Remember Vicki Iseman, the lovely, blonde lobbyist who spent all that time back in 1999 with Senator John McCain? She settled earlier today with the New York Times, which did not retract the Feb 28, 2008 article outlining her relationship to McCain. Although she sued for $27 million, she got no money, either:
On Thursday, the two sides released a joint statement saying: "To resolve the lawsuit, Ms. Iseman has accepted The Times’s explanation, which will appear in a Note to Readers to be published in the newspaper on Feb. 20, that the article did not state, and The Times did not intend to conclude, that Ms. Iseman had engaged in a romantic affair with Senator McCain or an unethical relationship on behalf of her clients in breach of the public trust."
She got the Times to say that it never intended people to think she had an affair with McCain.
Whew, that's a relief!
You got to wonder, did McCain want Iseman to file the lawsuit in order to maintain proprieties for his 2010 Senate campaign? Is this something the Beer Princess wanted?
Anyway, the Times agreed (as part of the settlement) to publish her lawyer's views on the lawsuit, including a quote from "Othello":
Words have extraordinary power to wreak havoc on the life of a human being.
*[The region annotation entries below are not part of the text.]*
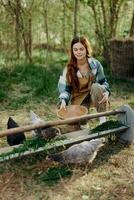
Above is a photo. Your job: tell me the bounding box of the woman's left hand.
[99,91,109,104]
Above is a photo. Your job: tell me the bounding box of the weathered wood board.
[0,126,129,162]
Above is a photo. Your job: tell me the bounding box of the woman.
[58,37,110,123]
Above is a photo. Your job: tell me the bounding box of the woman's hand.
[99,91,109,104]
[60,99,66,110]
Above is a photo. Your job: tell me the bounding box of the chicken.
[7,117,26,146]
[48,138,105,164]
[30,111,60,139]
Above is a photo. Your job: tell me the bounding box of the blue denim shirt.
[58,57,110,104]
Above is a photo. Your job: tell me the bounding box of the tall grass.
[0,50,67,109]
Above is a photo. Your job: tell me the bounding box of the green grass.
[39,166,72,186]
[0,63,61,109]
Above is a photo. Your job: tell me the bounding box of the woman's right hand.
[60,99,66,110]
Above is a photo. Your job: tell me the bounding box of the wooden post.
[0,110,125,138]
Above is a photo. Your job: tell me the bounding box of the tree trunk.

Shakespeare, writing in Othello that "Good name in man and woman, dear my lord, Is the immediate jewel of their souls" marked this essential link between our reputation and our humanity....
Ms. Iseman, however, is not a government or public official, and in our view, not even a public figure. Had this case proceeded to trial, the judicial determination of whether she is entitled to the protections afforded a private citizen would have been the subject of a ferocious, pivotal battle, with Ms. Iseman insisting on her status as a private person and The New York Times asserting that she had entered the public arena, and was therefore fair game. That judicial contest has now been concluded in this instance, but the issue deserves ongoing scrutiny, certainly in our schools of law and journalism, but also in the arena of public debate.
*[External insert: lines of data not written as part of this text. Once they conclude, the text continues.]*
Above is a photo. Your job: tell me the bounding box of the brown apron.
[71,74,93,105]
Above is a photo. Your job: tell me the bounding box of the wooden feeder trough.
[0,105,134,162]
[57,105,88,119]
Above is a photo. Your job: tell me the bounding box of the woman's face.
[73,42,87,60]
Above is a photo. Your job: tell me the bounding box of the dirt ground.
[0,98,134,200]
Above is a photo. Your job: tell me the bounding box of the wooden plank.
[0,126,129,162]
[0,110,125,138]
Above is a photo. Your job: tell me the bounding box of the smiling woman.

Sometimes it's better not to file suit, I'm thinking.
Remember how the article said that Iseman joined him on private jets, and that multiple aides tried to intervene to "save McCain from himself?" That all stands.
Anyway, Iseman still doesn't think she was a public figure, and she didn't have an affair with McCain — not that the Times ever said so!
Now that she's preserved her good name, she can get back to her lobbying.
Bless her jewel of a soul!
UPDATE (2/20): bmaz follows up at firedoglake.com, quoting Bill Keller's rather acidic published statement in today's edition:
What the article set out to do, and did, was to establish that Senator McCain -- a man whose career was ensnared by scandal and then rebuilt on a reputation for avoiding even the appearance of impropriety -- was sometimes careless of that reputation. The story reported that a senator who cast himself as the scourge of lobbyists rode on the private jets of business executives with interests before his committee, and that a senator who disdained the influence of corporate money accepted corporate money to support that very cause.
The article also reported, in that regard, that the senator's behavior toward Ms. Iseman convinced some of his aides that his relationship with the lobbyist had become romantic; that the aides warned the senator this could endanger his reputation; and that they set out to limit Ms. Iseman's access to the senator. Our reporting was accurate.
And this little note of the surreal: the Los Angeles Times published an internal memo circulated by Dean Baquet (former editor of the LA Times) to his current employees in the Washington Bureau of the New York Times.